Anyway, it seems like the moral judgements we pass on people depend a lot, probably way too much, on how much we respect the person and on whether we have any personal interest in the person doing well. Pudge is loved because he’s a likable guy, and even more so in the cities where he’s played and brought success, even though he probably used steroids. While Barry Bonds is universally detested, except in his city of San Francisco, because he’s such a dislikable guy and no one wants him to do well except Giants fans – his using steroids is the purported cause for the hatred, but it probably goes beyond that..

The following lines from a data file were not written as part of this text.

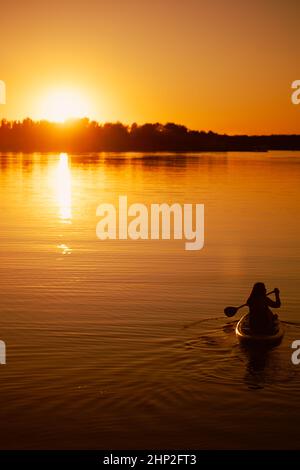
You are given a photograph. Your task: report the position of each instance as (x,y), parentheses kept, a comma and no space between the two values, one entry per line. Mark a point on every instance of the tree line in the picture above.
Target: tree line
(83,135)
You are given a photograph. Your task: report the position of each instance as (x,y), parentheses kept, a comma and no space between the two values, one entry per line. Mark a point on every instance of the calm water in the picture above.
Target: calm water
(122,344)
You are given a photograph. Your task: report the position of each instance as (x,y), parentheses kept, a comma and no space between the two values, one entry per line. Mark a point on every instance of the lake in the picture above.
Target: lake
(124,344)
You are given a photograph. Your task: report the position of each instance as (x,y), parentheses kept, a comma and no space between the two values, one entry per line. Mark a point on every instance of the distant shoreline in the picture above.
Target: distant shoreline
(83,135)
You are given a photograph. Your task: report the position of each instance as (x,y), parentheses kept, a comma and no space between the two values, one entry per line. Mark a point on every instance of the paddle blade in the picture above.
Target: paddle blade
(230,311)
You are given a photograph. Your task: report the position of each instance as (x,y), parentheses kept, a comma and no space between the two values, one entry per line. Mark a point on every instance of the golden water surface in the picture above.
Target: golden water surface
(124,344)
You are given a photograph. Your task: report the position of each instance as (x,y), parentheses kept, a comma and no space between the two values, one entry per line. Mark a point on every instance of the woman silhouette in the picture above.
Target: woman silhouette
(261,317)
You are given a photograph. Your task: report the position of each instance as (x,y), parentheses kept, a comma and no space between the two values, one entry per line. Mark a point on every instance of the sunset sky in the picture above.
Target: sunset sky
(209,64)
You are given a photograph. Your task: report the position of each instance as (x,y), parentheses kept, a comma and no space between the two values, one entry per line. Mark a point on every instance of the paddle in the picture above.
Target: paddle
(230,311)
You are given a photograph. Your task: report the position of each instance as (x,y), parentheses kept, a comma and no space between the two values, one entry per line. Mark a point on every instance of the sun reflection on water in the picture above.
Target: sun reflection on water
(64,188)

Does this mean I should actually forgive Bonds and not grudge him his 756 home runs? I don’t think so. And does it mean that next time Pudge comes through Texas I should boo him instead of cheer him? Not really. Even if it did, those things wouldn’t happen. But I think it does mean I should have a bit more sympathy for Bonds than I do – I hate Bonds as a person, but I need to separate that from hatred of his breaking the record using steroids. And I love Pudge as a player and as a person, but I need to acknowledge the fact that he probably did cheat, and not love that part of him.



Barry Bonds – 756*
Hank Aaron – 755
Babe Ruth – 714
Willie Mays – 660
Sammy Sosa – 604*

*: These players are known to have used steroids to gain an unfair advantage in achieving their records.